Ya onurlu bir barış ya da direniş
İlham BAKIR yazdı —
- Vadettiğiniz şey ne olursa olsun, bu halka bu hakaret diliyle, o sömürgeci kibrinizle yaklaşırsanız bu halk elinin tersiyle iter vadettiğinizi. Bilesiniz ki bu halk onurundan ve özgürlüğünden başka her şeyi bedel olarak ödemeye hazırdır. Bunun böyle olduğunu en az bir yüzyıllık direnişiyle size onlarca defa kanıtlamıştır.

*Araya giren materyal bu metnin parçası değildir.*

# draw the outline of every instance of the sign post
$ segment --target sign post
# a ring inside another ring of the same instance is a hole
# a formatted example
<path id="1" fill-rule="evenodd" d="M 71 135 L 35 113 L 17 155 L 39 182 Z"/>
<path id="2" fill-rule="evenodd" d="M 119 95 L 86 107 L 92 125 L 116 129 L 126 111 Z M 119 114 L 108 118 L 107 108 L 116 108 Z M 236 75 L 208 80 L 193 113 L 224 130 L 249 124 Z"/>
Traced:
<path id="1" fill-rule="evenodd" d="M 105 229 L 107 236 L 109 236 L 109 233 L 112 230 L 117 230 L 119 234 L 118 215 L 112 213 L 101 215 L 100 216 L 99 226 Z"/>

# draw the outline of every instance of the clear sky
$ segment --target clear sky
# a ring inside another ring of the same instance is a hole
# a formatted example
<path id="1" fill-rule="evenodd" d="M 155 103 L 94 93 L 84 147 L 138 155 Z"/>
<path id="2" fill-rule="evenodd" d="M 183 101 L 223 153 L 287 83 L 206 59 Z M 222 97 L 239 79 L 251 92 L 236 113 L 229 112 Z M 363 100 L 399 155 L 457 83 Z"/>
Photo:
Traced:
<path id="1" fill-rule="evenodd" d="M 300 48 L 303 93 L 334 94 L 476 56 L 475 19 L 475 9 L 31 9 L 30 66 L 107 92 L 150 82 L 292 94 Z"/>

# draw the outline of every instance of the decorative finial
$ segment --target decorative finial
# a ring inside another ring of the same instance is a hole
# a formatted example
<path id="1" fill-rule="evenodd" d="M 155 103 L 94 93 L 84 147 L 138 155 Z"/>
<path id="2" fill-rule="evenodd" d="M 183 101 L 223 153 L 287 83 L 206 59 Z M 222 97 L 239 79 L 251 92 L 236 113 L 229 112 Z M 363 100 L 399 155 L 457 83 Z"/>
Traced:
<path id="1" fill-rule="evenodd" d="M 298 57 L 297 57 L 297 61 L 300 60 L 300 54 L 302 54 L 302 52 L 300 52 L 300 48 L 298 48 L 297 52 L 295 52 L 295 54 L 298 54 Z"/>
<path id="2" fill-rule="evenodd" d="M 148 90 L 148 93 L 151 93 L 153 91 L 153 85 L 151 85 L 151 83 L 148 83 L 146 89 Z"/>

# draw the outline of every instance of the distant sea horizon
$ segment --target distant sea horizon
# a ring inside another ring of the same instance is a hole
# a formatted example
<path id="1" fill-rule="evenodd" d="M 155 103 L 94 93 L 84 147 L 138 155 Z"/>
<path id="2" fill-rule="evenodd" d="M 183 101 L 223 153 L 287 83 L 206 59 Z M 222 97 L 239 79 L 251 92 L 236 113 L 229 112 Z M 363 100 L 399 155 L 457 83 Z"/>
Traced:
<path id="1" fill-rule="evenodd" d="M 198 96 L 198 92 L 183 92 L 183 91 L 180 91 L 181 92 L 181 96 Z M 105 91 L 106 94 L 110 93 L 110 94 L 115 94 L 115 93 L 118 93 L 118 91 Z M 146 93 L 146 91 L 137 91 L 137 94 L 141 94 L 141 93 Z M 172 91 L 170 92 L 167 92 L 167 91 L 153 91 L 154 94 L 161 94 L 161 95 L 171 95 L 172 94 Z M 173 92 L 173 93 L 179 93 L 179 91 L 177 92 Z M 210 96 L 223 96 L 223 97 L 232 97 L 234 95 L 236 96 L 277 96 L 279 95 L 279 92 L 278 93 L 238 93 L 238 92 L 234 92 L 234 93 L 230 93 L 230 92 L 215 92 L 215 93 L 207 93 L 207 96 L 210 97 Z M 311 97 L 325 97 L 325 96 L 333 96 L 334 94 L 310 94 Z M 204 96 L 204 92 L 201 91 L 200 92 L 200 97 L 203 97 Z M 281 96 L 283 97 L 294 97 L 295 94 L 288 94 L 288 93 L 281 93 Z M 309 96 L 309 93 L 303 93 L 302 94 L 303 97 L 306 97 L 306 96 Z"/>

Bir halkı katliamlardan, sürgünlerden, yıkımlardan, yangınlardan geçirin. Bu halk size bir yüz yıldır dirensin, boyun eğmesin. Onurunu korumaya çalıştığı için her türlü bedeli ödesin. Yenilgiye uğratamadığınızda, yürüttüğünüz savaş, size ağır ekonomik bedeller ödettiğinde, halkın boğazından kesip savaşa yatırdığınız için yoksulluktan kıvranan halk size homurdanmaya başladığında, ayağınızın altından saltanat halısı kaymaya başladığında sahte barış çağrıları, ikiyüzlüce hazırlanmış çözüm süreçleri ile hem kendi halkınızı hem gerçek bir barış umuduyla size el uzatan bir halkı kandırın. Barış ve çözüm süreci yürütüyorum derken yüzyıllık Şark Islahat Planı’nı güncelleyip bu halkı sonsuza kadar direnemez hale getirmeyi hedefleyen "Çöktürme Planları” hazırlayın. Dünyanın dört bir bucağında suikastlarla, Kürt’ün her karış toprağında başına bomba yağdırarak katledin. Bu halkın çocuklarını, gençlerini, yaşlılarını her Allah’ın günü sudan nedenlerle zindana, tıkın, zindanda vahşi koşullar içinde katledin. Sonra da sanki bunları yapan siz değilmişsiniz gibi, lütfeder gibi, hatta emredercesine en üstten perdeden, mide bulandırıcı sömürgeci kibrinizle yeniden bir uzlaşma süreci önerin.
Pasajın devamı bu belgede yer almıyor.